File metadata and controls

563 lines (434 loc) · 24.3 KB
This proposal was discussed at this pull request and amended by this pull request.

Record Dot Syntax

.. author:: Neil Mitchell and Shayne Fletcher
.. date-accepted:: 2020-05-03, amended 2021-03-09
.. ticket-url:: https://gitlab.haskell.org/ghc/ghc/-/issues/18599
.. implemented:: 9.2

Records in Haskell are widely recognised as being under-powered, with duplicate field names being particularly troublesome. We propose new language extensions OverloadedRecordDot and OverloadedRecordUpdate that provide syntactic sugar to make the features introduced in the HasField proposal more accessible, improving the user experience.

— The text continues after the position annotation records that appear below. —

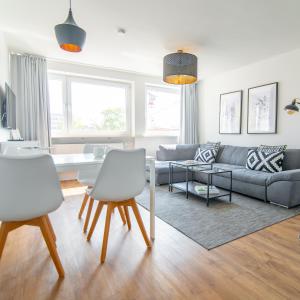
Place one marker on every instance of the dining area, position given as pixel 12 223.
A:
pixel 109 181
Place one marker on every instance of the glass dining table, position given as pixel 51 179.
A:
pixel 84 161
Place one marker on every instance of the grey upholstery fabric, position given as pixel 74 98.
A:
pixel 285 193
pixel 290 175
pixel 291 159
pixel 176 152
pixel 281 188
pixel 233 155
pixel 250 176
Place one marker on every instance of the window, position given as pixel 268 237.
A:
pixel 88 107
pixel 162 110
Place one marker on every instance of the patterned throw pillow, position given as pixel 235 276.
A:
pixel 212 145
pixel 206 155
pixel 266 162
pixel 270 149
pixel 208 146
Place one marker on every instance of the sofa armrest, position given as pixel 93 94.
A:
pixel 290 175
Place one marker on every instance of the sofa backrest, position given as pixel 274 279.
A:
pixel 291 159
pixel 236 155
pixel 176 152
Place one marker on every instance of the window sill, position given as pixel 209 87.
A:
pixel 90 139
pixel 159 135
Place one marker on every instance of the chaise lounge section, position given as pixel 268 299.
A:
pixel 281 188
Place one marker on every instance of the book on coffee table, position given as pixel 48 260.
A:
pixel 202 190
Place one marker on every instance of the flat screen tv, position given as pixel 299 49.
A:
pixel 8 108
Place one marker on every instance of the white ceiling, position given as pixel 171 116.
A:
pixel 224 34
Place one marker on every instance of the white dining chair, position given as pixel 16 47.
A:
pixel 120 180
pixel 88 177
pixel 30 190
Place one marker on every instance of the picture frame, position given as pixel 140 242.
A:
pixel 230 112
pixel 262 109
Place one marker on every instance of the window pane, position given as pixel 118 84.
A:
pixel 98 107
pixel 163 109
pixel 56 105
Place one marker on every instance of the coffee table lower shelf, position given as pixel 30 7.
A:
pixel 191 190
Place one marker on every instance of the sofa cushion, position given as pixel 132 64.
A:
pixel 270 149
pixel 250 176
pixel 176 152
pixel 291 159
pixel 234 155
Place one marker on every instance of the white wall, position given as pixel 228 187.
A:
pixel 285 69
pixel 3 60
pixel 4 134
pixel 138 81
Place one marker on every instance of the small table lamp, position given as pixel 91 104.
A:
pixel 293 108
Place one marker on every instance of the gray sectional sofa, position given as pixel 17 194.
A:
pixel 282 188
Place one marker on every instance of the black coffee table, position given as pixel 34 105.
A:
pixel 188 186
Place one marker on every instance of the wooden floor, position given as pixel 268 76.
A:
pixel 263 265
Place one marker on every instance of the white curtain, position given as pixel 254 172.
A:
pixel 29 81
pixel 189 115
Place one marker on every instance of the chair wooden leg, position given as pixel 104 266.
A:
pixel 83 205
pixel 88 215
pixel 106 231
pixel 127 217
pixel 95 220
pixel 51 228
pixel 43 224
pixel 121 212
pixel 3 235
pixel 140 222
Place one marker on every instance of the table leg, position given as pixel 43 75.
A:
pixel 230 197
pixel 187 182
pixel 208 185
pixel 152 199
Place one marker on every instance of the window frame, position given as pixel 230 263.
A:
pixel 67 80
pixel 159 133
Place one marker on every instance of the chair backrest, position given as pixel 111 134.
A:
pixel 122 175
pixel 29 187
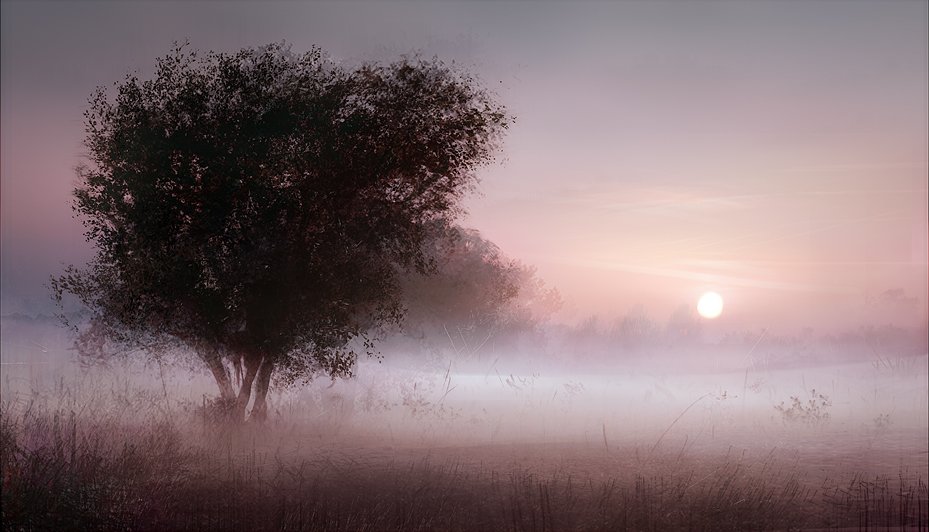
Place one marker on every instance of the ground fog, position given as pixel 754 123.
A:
pixel 711 437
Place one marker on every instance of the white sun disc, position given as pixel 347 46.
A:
pixel 710 305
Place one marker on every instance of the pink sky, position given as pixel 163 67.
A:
pixel 773 152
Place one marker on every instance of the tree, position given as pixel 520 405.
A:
pixel 259 207
pixel 475 294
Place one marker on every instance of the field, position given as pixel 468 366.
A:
pixel 489 445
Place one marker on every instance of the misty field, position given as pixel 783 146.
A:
pixel 486 443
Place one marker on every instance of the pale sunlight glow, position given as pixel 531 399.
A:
pixel 710 305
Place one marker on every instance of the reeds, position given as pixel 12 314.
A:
pixel 65 472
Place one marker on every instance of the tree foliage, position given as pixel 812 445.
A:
pixel 475 294
pixel 258 207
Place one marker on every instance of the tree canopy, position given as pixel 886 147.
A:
pixel 475 294
pixel 259 207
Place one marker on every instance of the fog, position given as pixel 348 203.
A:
pixel 553 374
pixel 820 414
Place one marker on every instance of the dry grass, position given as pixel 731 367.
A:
pixel 62 471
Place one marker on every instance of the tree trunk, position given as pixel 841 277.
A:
pixel 245 390
pixel 260 408
pixel 215 363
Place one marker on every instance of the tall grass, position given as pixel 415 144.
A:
pixel 62 471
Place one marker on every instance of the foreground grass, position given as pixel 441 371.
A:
pixel 63 470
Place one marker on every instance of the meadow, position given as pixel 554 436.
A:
pixel 484 444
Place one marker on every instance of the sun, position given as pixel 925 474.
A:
pixel 710 305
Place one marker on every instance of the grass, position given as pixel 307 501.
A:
pixel 62 471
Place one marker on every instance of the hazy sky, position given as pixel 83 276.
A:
pixel 773 152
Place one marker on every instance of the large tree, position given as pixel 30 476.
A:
pixel 260 207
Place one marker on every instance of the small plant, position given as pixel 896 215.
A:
pixel 882 421
pixel 814 412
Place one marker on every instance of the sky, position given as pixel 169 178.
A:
pixel 774 152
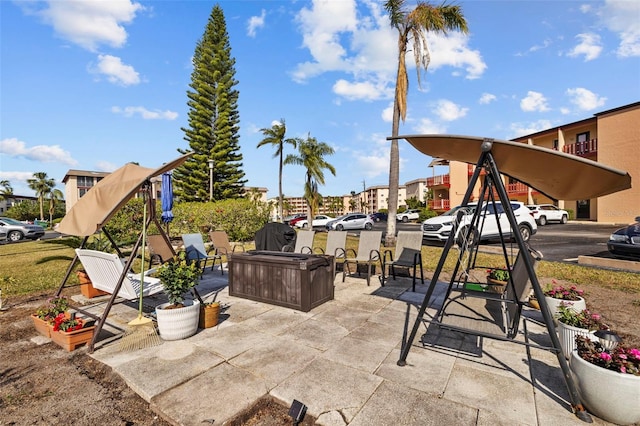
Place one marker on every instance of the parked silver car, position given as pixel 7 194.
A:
pixel 351 221
pixel 17 230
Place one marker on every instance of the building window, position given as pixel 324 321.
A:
pixel 84 184
pixel 582 143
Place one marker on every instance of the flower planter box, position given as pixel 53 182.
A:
pixel 293 280
pixel 72 339
pixel 42 326
pixel 86 288
pixel 612 396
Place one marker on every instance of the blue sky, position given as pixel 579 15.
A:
pixel 93 85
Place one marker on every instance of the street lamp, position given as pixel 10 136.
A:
pixel 210 180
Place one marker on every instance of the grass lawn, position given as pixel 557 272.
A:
pixel 36 266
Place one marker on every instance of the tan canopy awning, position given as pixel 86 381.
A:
pixel 560 176
pixel 104 199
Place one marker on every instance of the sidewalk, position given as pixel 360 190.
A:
pixel 339 360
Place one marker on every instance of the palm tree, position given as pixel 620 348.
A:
pixel 42 185
pixel 412 25
pixel 311 157
pixel 55 195
pixel 275 136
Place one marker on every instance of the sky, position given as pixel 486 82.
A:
pixel 93 85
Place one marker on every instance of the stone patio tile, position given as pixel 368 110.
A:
pixel 426 370
pixel 393 404
pixel 510 398
pixel 276 360
pixel 326 386
pixel 154 375
pixel 216 395
pixel 356 353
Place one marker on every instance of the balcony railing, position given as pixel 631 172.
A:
pixel 582 149
pixel 439 204
pixel 437 181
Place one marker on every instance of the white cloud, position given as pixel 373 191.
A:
pixel 374 161
pixel 105 166
pixel 522 129
pixel 40 153
pixel 89 23
pixel 621 17
pixel 363 90
pixel 255 22
pixel 590 46
pixel 130 111
pixel 428 127
pixel 486 98
pixel 115 71
pixel 448 111
pixel 585 99
pixel 534 101
pixel 341 39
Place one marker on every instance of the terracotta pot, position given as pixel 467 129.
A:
pixel 86 288
pixel 72 339
pixel 209 315
pixel 612 396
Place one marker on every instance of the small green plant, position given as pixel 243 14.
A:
pixel 498 274
pixel 583 319
pixel 178 277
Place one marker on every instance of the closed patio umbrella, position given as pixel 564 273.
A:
pixel 166 198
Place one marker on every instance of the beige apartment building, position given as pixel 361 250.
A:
pixel 610 137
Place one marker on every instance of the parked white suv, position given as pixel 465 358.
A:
pixel 407 215
pixel 545 213
pixel 439 228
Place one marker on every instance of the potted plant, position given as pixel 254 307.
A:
pixel 497 278
pixel 608 380
pixel 45 314
pixel 178 319
pixel 572 324
pixel 571 296
pixel 71 332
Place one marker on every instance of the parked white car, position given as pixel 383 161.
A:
pixel 439 228
pixel 350 221
pixel 319 221
pixel 407 215
pixel 545 213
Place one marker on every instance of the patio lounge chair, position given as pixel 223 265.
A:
pixel 336 242
pixel 106 269
pixel 196 252
pixel 222 246
pixel 304 242
pixel 368 252
pixel 408 255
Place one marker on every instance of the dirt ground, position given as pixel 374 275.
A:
pixel 42 384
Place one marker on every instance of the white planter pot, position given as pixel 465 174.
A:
pixel 554 306
pixel 612 396
pixel 180 323
pixel 567 336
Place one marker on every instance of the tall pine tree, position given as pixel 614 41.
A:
pixel 213 120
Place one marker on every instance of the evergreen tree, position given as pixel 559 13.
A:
pixel 213 120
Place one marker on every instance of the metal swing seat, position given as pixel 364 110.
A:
pixel 467 307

In almost every programming language we write a.b to mean the b field of the a record expression. In Haskell that becomes b a, and even then, only works if there is only one b in scope. Haskell programmers have struggled with this weakness, variously putting each record in a separate module and using qualified imports, or prefixing record fields with the type name. We propose bringing a.b to Haskell, which works regardless of how many b fields are in scope. Here’s a simple example of what is on offer:

{-# LANGUAGE OverloadedRecordDot, OverloadedRecordUpdate #-}

data Company = Company {name :: String, owner :: Person}
data Person = Person {name :: String, age :: Int}

display :: Company -> String
display c = c.name ++ " is run by " ++ c.owner.name

nameAfterOwner :: Company -> Company
nameAfterOwner c = c{name = c.owner.name ++ "'s Company"}

We declare two records both having name as a field label. The user may then write c.name and c.owner.name to access those fields. We can also write c{name = x} as a record update, which works even though name is no longer unique. Under the hood, we make use of getField and setField from the HasField proposal.

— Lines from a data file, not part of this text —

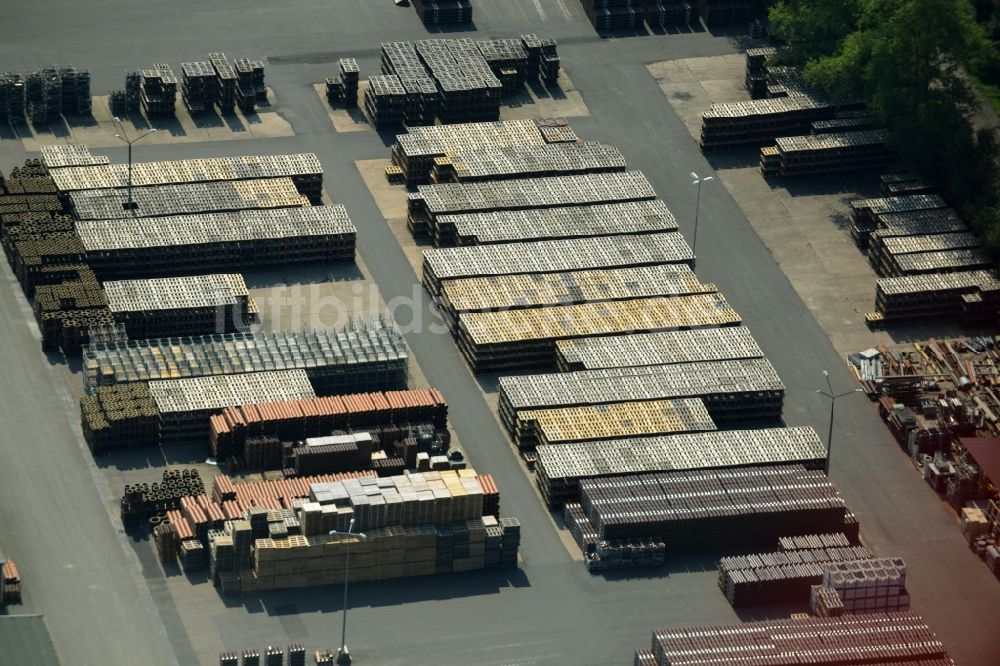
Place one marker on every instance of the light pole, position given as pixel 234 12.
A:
pixel 124 137
pixel 833 403
pixel 697 180
pixel 343 656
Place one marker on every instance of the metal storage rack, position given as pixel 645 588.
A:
pixel 664 348
pixel 414 151
pixel 62 155
pixel 159 200
pixel 572 425
pixel 560 468
pixel 506 292
pixel 508 59
pixel 735 392
pixel 467 89
pixel 829 153
pixel 12 98
pixel 444 12
pixel 401 59
pixel 385 101
pixel 534 224
pixel 429 201
pixel 683 507
pixel 614 14
pixel 120 417
pixel 884 251
pixel 250 89
pixel 76 98
pixel 198 86
pixel 349 73
pixel 808 640
pixel 514 339
pixel 910 223
pixel 363 356
pixel 43 96
pixel 299 420
pixel 866 212
pixel 158 91
pixel 663 13
pixel 971 296
pixel 185 405
pixel 226 83
pixel 559 159
pixel 946 261
pixel 240 240
pixel 756 71
pixel 555 256
pixel 203 304
pixel 783 577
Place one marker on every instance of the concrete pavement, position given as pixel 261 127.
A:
pixel 551 611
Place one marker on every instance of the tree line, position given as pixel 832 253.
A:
pixel 913 62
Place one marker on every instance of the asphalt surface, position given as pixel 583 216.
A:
pixel 107 601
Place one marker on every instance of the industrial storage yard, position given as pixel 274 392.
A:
pixel 438 274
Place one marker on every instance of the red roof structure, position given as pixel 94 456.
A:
pixel 986 452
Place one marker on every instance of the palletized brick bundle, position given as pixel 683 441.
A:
pixel 898 638
pixel 417 524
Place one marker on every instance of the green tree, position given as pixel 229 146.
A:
pixel 907 59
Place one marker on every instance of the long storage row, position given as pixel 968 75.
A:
pixel 710 508
pixel 532 290
pixel 362 356
pixel 316 417
pixel 80 170
pixel 972 297
pixel 572 425
pixel 706 344
pixel 177 411
pixel 557 159
pixel 512 339
pixel 186 199
pixel 734 392
pixel 824 154
pixel 555 256
pixel 898 638
pixel 561 468
pixel 534 224
pixel 241 240
pixel 415 151
pixel 430 201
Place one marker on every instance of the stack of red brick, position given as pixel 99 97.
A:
pixel 294 420
pixel 230 500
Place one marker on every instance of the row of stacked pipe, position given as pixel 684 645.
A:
pixel 68 236
pixel 276 534
pixel 552 256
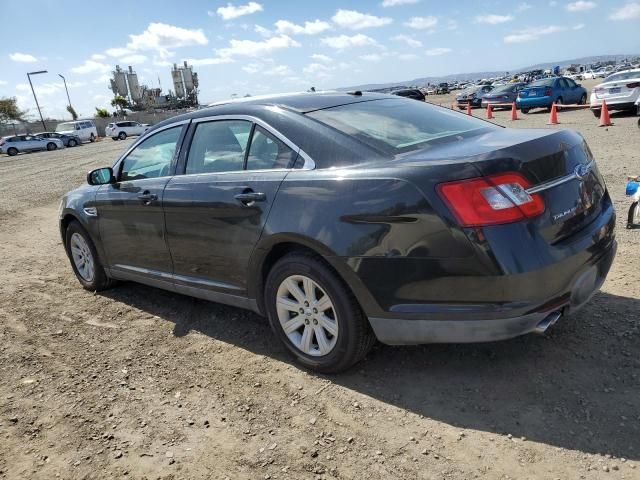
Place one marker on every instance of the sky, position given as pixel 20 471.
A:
pixel 271 46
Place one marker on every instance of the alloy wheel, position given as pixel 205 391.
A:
pixel 82 257
pixel 307 315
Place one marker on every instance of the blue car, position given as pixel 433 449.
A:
pixel 544 92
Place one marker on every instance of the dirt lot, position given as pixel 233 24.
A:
pixel 142 383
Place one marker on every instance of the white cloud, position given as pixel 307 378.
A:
pixel 396 3
pixel 22 57
pixel 346 41
pixel 629 11
pixel 321 58
pixel 134 58
pixel 231 11
pixel 309 28
pixel 199 62
pixel 493 19
pixel 91 66
pixel 534 33
pixel 580 6
pixel 357 21
pixel 412 42
pixel 251 48
pixel 371 57
pixel 265 32
pixel 422 23
pixel 434 52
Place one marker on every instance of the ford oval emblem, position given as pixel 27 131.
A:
pixel 582 171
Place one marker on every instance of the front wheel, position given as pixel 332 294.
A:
pixel 84 259
pixel 633 219
pixel 313 312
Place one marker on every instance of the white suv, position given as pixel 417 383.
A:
pixel 85 129
pixel 122 130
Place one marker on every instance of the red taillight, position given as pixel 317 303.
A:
pixel 491 200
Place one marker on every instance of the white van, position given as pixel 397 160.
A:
pixel 85 129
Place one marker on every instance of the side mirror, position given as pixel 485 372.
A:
pixel 101 176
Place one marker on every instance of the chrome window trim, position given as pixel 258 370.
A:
pixel 558 181
pixel 309 164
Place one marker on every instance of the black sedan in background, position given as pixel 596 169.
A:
pixel 413 93
pixel 346 218
pixel 67 140
pixel 472 96
pixel 503 94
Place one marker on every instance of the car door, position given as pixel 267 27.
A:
pixel 130 215
pixel 215 212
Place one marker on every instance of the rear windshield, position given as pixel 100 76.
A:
pixel 617 77
pixel 396 125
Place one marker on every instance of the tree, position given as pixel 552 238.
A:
pixel 102 113
pixel 119 102
pixel 72 111
pixel 9 111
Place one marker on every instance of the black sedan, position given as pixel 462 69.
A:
pixel 472 96
pixel 346 218
pixel 68 140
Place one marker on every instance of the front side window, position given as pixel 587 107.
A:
pixel 218 146
pixel 152 157
pixel 397 126
pixel 267 152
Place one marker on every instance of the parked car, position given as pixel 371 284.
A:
pixel 67 140
pixel 28 143
pixel 502 95
pixel 84 129
pixel 543 93
pixel 122 130
pixel 443 88
pixel 334 215
pixel 620 90
pixel 472 95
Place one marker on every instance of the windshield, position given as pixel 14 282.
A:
pixel 65 127
pixel 622 76
pixel 397 126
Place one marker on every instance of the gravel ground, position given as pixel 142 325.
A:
pixel 143 383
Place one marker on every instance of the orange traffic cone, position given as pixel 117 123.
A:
pixel 553 116
pixel 514 112
pixel 605 121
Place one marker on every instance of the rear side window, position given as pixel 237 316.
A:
pixel 218 146
pixel 396 126
pixel 152 157
pixel 267 152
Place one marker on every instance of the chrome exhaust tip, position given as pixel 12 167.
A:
pixel 548 321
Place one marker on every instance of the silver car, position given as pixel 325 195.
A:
pixel 28 143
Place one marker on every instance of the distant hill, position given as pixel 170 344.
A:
pixel 488 74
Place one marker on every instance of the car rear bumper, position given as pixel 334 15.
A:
pixel 487 322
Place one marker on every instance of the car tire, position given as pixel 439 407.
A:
pixel 81 252
pixel 353 335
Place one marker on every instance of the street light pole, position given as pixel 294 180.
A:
pixel 34 94
pixel 66 89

An implementation of this proposal has been battle tested and hardened over two years in the enterprise environment as part of Digital Asset’s DAML smart contract language (a Haskell derivative utilizing GHC in its implementation), and also in a Haskell preprocessor and a GHC plugin. When initially considering Haskell as a basis for DAML, the inadequacy of records was considered the most severe problem, and without devising the scheme presented here, wouldn’t be using Haskell. The feature enjoys universal popularity with users.

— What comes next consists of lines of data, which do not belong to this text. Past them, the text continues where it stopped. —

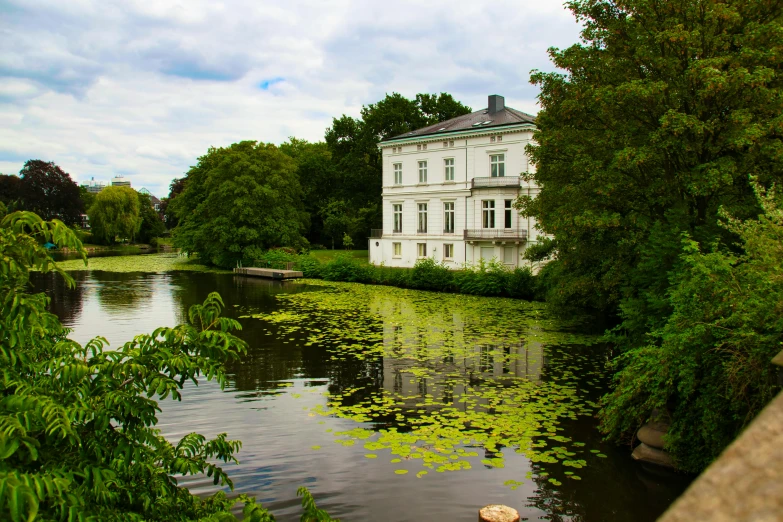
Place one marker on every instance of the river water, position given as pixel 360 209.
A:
pixel 388 404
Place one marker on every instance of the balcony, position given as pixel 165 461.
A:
pixel 494 234
pixel 501 181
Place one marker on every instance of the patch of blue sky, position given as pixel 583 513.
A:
pixel 266 84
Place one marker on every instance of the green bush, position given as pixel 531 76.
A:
pixel 428 274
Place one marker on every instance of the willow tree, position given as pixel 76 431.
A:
pixel 115 214
pixel 659 118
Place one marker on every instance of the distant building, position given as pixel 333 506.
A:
pixel 119 181
pixel 153 200
pixel 449 191
pixel 94 186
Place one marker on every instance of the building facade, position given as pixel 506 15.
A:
pixel 449 190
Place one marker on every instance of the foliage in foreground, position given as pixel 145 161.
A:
pixel 77 436
pixel 655 122
pixel 709 365
pixel 116 213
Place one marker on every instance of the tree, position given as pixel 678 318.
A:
pixel 115 214
pixel 663 112
pixel 78 422
pixel 151 224
pixel 238 201
pixel 319 178
pixel 10 189
pixel 87 197
pixel 50 192
pixel 175 189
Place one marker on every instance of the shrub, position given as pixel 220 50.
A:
pixel 428 274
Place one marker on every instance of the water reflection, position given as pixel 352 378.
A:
pixel 409 346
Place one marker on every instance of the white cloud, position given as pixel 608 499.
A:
pixel 144 88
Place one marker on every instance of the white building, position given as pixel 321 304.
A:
pixel 449 189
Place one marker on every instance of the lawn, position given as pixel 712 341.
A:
pixel 327 255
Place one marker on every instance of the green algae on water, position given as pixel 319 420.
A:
pixel 462 378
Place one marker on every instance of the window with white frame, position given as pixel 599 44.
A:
pixel 448 217
pixel 422 218
pixel 497 165
pixel 488 213
pixel 398 173
pixel 423 171
pixel 448 169
pixel 507 216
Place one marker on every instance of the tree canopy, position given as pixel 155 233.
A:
pixel 44 188
pixel 151 224
pixel 238 201
pixel 660 117
pixel 116 213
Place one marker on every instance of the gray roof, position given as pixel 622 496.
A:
pixel 506 116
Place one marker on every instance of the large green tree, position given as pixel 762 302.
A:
pixel 239 200
pixel 50 192
pixel 115 214
pixel 151 224
pixel 657 121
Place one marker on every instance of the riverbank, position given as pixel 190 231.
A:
pixel 139 263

For the specification we focus on the changes to the parsing rules, and the desugaring, with the belief the type checking and renamer changes required are an unambiguous consequences of those.

This change adds new language extensions OverloadedRecordDot and OverloadedRecordUpdate.

If OverloadedRecordDot is on:

  • The expression .lbl means getField @"lbl";
  • The expression e.lbl means getField @"lbl" e.

If OverloadedRecordDot is not on, these expressions are parsed as uses of the function (.).

If OverloadedRecordUpdate is on:

  • The expression e{lbl = val} means setField @"lbl" val;
  • Update expressions with qualified labels like r{M.x = val} are disallowed.

If OverloadedRecordUpdate is not on, e{lbl = val} means just what it does in Haskell98.

If OverloadedRecordDot and OverloadedRecordUpdate are both on the expression e{lbl₁.lbl₂ = val} means e{lbl₁ = (e.lbl₁){lbl2 = val}} otherwise the expression e{lbl₁.lbl₂ = val} is illegal.

In the event the language extensions OverloadedRecordDot and OverloadedRecordUpdate are enabled:

Expression Equivalent
(.lbl) (\e -> e.lbl)
(.lbl₁.lbl₂) (\e -> e.lbl₁.lbl₂)
e.lbl getField @"lbl" e
e.lbl₁.lbl₂ (e.lbl₁).lbl₂
e{lbl = val} setField @"lbl" e val
e{lbl₁.lbl₂ = val} e{lbl₁ = (e.lbl₁){lbl₂ = val}}
e.lbl₁{lbl₂ = val} (e.lbl₁){lbl₂ = val}
e{lbl₁ = val₁}.val₂ (e{lbl₁ = val₁}).val₂
e{lbl₁} e{lbl₁ = lbl₁} [Note: requires NamedFieldUpdates]
e{lbl₁.lbl₂} e{lbl₁.lbl₂ = lbl₂} [Note: requires NamedFieldUpdates]
  • Updating nested fields. e{lbl = val} is the syntax of a standard H98 record update. It’s the nested form introduced by this proposal that is new : e{lbl1.lbl2 = val}. However, in the event OverloadedRecordUpdate is in effect, note that e{lbl = val} desugars to setField @"lbl" e val].
  • Punning. With NamedFieldPuns, the form e { x, y } means e { x=x, y=y }. With OverloadedRecordUpdate this behaviour is extended to nested updates: e { a.b.c, x.y } means e { a.b.c=c, x.y=y }. Note the variable that is referred to implicitly (here c and y) is the last chunk of the field to update. So c is the last chunk of a.b.c, and y is the last chunk of x.y.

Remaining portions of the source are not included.